“And young Colfax ain’t precisely a pauper,” said Miss Crane.
“I’ll risk a good deal that she don’t marry Colfax,” said Mr. Hopper.
“What on earth do you mean?” cried Mrs. Abner. It ain’t broke off?”
“No,” he answered, “it ain’t broke off. But I callate she won’t have him when the time comes. She’s got too much sense.”
Heavy at heart, Stephen climbed the stairs, thanking heaven that he had not been drawn into the controversy. A partial comprehension of Mr. Hopper was dawning upon him. He suspected that gentleman of an aggressive determination to achieve wealth, and the power which comes with it, for the purpose of using that power upon those beneath him. Nay, when he thought over his conversation, he suspected him of more,—of the intention to marry Virginia Carvel.
It will be seen whether Stephen was right or wrong.
He took a walk that afternoon, as far out as a place called Lindell’s Grove, which afterward became historic. And when he returned to the house, his mother handed him a, little white envelope.
“It came while you were out,” she said.
He turned it over, and stared at his name written across the front in a feminine hand In those days young ladies did not write in the bold and masculine manner now deemed proper. Stephen stared at the note, manlike, and pondered.
“Who brought it, mother?”
“Why don’t you open it, and see?” asked his mother with a smile.
He took the suggestion. What a funny formal little note we should think it now! It was not funny to Stephen—then. He read it, and he read it again, and finally he walked over to the window, still holding it in his hand.
Some mothers would have shown their curiosity. Mrs. Brice did not, wherein she proved herself their superiors in the knowledge of mankind.
Stephen stood for a long while looking out into the gathering dusk. Then he went over to the fireplace and began tearing the note into little bits. Only once did he pause, to look again at his name on the envelope.
“It is an invitation to Miss Carvel’s party,” he said.

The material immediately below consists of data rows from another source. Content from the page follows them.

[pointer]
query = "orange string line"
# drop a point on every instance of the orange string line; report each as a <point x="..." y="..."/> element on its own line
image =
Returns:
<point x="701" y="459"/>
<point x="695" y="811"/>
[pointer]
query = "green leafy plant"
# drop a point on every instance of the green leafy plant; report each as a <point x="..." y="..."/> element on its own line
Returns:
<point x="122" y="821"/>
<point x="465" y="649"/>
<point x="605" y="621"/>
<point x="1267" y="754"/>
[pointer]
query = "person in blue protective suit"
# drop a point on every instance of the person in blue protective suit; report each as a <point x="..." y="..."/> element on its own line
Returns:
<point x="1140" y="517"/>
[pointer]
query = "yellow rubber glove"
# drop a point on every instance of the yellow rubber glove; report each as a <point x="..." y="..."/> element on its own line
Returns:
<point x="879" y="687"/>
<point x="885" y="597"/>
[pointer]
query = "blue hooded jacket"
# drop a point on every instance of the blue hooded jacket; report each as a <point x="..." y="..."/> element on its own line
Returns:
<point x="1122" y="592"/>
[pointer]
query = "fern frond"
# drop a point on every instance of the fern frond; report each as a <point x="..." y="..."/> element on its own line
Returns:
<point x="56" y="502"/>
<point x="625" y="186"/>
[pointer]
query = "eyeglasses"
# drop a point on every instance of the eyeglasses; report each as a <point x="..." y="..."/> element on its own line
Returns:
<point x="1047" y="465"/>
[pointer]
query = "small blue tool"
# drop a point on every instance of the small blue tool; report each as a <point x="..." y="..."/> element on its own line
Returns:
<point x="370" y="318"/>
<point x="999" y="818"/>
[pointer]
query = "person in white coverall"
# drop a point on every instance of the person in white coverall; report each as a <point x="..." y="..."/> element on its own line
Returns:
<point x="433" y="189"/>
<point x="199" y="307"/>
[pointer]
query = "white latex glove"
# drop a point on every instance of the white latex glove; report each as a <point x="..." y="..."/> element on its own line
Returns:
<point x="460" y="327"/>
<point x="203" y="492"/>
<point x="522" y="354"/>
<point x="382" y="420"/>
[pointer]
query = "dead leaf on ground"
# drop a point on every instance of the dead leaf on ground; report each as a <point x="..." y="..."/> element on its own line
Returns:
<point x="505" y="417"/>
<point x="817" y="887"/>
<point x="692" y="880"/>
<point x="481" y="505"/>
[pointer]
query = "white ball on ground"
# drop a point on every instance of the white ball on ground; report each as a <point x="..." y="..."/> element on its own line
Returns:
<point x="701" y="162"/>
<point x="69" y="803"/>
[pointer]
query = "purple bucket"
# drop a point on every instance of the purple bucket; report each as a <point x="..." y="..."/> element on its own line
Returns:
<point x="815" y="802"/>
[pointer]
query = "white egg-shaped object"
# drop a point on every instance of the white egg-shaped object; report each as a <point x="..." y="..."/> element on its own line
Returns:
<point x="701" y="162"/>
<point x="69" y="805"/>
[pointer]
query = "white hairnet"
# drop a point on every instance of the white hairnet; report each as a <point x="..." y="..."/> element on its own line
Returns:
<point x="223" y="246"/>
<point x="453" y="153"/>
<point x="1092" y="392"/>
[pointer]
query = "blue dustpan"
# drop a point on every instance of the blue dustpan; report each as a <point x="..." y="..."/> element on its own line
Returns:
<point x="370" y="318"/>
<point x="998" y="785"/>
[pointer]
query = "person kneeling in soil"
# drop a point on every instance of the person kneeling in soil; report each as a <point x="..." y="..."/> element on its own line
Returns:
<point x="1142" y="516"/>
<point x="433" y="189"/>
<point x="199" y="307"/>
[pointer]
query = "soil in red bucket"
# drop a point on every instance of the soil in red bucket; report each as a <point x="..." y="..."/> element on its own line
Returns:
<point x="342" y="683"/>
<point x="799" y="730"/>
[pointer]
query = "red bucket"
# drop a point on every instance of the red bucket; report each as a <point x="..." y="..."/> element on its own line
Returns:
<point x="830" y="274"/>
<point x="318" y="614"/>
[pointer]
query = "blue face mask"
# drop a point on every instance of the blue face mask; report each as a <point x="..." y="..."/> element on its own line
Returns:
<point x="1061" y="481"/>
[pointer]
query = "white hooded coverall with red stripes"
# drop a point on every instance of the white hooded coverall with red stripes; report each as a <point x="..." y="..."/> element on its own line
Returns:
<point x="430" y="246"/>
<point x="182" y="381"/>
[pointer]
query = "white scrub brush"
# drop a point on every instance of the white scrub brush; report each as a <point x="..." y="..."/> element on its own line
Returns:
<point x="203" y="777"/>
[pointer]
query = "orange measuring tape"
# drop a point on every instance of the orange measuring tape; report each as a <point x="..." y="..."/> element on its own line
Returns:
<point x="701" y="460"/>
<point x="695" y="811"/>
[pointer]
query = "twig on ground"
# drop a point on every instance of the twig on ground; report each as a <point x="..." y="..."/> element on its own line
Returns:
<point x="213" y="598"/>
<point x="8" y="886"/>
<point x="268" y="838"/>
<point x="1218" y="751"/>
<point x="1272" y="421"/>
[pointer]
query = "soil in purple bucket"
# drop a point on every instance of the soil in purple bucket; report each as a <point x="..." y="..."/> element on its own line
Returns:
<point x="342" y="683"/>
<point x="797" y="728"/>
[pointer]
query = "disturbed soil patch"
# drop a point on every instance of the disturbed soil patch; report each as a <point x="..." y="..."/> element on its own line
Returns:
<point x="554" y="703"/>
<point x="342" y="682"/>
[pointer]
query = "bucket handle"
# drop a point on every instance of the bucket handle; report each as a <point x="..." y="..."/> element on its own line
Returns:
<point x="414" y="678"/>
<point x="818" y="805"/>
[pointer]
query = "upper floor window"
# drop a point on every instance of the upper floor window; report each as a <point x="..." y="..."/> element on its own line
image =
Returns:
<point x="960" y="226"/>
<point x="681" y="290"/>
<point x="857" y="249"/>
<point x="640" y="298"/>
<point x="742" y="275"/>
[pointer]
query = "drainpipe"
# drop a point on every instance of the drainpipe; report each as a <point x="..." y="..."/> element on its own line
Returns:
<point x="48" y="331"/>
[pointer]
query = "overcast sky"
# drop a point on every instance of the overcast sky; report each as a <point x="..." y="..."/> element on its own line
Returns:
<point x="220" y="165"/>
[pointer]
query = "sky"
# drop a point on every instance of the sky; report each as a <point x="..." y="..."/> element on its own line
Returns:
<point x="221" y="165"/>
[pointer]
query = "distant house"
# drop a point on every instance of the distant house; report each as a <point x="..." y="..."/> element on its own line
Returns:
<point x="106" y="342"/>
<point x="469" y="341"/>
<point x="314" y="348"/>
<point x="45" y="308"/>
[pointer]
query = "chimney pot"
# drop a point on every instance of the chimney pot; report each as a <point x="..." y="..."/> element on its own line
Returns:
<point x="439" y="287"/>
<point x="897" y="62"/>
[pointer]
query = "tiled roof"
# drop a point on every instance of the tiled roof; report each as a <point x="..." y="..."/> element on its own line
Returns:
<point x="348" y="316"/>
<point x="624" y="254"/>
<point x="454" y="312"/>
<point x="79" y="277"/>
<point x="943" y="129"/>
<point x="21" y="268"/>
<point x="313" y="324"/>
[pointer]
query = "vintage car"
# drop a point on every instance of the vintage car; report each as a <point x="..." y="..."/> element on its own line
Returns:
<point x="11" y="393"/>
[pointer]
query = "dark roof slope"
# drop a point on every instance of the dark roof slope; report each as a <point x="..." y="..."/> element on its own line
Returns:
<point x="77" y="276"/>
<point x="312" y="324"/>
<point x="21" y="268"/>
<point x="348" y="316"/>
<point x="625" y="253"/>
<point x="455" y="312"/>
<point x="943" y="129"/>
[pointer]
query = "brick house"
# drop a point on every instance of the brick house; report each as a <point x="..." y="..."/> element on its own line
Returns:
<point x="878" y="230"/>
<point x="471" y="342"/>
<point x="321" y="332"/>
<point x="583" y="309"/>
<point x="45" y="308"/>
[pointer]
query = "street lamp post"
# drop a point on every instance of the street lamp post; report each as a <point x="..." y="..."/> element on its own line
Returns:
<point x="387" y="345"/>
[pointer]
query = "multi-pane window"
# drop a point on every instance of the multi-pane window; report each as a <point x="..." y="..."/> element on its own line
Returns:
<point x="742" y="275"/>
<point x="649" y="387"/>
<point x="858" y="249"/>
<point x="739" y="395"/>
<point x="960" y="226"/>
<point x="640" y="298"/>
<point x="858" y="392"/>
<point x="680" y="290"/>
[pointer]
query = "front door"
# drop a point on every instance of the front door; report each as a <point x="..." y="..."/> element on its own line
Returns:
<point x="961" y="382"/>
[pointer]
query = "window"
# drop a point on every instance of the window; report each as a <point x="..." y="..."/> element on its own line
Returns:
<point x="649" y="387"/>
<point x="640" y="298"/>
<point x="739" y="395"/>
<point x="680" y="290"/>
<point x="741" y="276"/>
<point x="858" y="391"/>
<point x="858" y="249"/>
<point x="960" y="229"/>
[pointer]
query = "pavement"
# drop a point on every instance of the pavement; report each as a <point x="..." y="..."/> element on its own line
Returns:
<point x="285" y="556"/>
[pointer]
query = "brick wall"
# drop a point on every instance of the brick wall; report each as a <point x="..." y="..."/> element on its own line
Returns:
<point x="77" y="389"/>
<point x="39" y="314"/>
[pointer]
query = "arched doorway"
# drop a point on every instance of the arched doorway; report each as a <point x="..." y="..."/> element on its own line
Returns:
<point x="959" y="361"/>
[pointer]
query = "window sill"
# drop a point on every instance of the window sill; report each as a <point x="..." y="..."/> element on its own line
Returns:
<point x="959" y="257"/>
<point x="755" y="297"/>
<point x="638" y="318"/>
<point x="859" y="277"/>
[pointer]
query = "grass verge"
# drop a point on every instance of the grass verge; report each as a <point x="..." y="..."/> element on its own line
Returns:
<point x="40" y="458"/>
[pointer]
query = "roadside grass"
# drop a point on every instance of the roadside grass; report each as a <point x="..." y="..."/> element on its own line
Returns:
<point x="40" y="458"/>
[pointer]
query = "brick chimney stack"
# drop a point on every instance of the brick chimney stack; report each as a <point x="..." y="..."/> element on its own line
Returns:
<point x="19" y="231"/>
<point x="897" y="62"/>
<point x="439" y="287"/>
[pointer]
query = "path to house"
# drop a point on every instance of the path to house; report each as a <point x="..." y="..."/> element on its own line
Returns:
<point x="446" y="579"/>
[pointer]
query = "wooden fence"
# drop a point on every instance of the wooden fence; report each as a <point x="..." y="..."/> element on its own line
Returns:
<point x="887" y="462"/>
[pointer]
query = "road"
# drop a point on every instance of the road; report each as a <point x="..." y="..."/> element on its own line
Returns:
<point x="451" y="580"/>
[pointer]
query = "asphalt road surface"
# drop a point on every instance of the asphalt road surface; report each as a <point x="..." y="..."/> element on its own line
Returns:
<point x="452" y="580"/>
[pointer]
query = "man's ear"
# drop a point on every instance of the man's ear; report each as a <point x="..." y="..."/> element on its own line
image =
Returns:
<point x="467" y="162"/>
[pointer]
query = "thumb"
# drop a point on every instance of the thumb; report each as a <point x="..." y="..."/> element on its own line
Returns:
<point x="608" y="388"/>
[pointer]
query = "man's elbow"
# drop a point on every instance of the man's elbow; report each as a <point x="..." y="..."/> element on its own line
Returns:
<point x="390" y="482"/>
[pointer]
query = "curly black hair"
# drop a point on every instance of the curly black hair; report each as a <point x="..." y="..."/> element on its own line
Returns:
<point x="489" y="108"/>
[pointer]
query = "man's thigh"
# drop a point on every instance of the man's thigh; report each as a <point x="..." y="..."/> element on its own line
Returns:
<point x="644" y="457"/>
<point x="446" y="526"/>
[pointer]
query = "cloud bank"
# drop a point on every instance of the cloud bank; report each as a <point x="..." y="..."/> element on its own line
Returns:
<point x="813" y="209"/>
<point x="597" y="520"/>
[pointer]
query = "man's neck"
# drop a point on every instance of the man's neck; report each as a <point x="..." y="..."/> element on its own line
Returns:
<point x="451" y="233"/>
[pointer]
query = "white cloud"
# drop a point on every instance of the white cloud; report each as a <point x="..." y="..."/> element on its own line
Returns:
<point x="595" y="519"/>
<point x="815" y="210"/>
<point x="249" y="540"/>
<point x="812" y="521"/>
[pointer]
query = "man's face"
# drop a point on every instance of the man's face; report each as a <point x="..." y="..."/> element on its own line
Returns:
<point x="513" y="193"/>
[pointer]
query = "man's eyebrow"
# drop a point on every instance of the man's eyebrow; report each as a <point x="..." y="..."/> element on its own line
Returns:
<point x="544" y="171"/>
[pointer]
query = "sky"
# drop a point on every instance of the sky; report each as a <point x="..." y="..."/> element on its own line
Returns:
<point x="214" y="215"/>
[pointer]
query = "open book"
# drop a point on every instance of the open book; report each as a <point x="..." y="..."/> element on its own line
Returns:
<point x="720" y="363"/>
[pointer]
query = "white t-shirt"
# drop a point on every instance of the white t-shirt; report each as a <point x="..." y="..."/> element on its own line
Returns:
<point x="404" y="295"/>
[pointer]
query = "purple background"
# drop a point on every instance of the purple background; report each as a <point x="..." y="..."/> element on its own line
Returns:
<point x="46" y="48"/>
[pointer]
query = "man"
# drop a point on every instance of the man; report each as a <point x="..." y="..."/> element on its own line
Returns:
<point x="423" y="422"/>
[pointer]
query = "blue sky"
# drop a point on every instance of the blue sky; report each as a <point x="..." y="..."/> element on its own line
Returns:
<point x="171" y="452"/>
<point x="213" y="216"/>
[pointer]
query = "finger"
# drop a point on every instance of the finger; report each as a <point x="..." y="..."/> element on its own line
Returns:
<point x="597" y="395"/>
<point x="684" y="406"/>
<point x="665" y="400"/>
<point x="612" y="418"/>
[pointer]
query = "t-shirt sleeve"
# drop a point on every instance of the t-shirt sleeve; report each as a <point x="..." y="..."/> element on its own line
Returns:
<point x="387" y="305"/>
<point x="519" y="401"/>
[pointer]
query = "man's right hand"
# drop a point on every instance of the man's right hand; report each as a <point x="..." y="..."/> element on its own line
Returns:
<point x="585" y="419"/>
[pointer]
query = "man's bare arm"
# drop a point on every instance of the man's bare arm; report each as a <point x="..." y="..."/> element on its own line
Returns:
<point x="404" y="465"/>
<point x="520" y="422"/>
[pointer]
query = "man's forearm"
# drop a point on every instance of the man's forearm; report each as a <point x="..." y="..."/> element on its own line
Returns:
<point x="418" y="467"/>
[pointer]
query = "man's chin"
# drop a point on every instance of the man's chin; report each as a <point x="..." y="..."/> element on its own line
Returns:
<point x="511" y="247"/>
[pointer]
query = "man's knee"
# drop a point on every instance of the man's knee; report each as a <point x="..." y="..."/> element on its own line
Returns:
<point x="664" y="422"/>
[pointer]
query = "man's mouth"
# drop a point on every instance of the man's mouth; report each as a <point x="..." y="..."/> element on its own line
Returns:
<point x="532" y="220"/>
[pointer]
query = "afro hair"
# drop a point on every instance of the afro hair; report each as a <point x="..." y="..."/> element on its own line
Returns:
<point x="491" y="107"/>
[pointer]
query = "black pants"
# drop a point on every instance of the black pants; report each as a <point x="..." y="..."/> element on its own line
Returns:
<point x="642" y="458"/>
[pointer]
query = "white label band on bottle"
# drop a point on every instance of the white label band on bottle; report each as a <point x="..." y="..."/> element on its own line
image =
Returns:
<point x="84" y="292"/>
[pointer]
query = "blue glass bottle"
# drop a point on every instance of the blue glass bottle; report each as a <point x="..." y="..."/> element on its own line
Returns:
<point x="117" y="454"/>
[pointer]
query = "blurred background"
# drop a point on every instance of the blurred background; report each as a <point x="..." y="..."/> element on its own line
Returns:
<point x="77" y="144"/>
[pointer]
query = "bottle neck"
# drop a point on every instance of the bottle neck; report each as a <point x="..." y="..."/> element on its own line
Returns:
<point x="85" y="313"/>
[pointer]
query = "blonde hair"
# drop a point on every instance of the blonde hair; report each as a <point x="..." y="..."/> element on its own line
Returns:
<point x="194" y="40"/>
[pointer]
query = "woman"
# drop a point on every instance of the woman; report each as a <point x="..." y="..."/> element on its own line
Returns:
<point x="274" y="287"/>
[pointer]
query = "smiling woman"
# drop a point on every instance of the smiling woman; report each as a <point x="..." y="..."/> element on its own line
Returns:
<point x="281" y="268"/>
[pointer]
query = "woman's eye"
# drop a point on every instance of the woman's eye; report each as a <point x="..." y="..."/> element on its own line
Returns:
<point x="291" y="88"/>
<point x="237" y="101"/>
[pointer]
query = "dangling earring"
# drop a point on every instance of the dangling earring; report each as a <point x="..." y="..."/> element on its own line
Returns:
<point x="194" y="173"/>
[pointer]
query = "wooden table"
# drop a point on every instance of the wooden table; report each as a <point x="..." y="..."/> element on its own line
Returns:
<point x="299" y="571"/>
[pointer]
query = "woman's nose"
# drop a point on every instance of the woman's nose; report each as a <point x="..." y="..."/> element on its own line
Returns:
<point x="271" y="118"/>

By Thursday of that week the Brices, with thanksgiving in their hearts, had taken possession of Mr. Brinsmade’s little house.
CHAPTER XII
“Miss Jinny”
The years have sped indeed since that gray December when Miss Virginia Carvel became eighteen. Old St. Louis has changed from a pleasant Southern town to a bustling city, and a high building stands on the site of that wide and hospitable home of Colonel Carvel. And the Colonel’s thoughts that morning, as Ned shaved him, flew back through the years to a gently rolling Kentucky countryside, and a pillared white house among the oaks. He was riding again with Beatrice Colfax in the springtime. Again he stretched out his arm as if to seize her bridle-hand, and he felt the thoroughbred rear. Then the vision faded, and the memory of his dead wife became an angel’s face, far—so far away.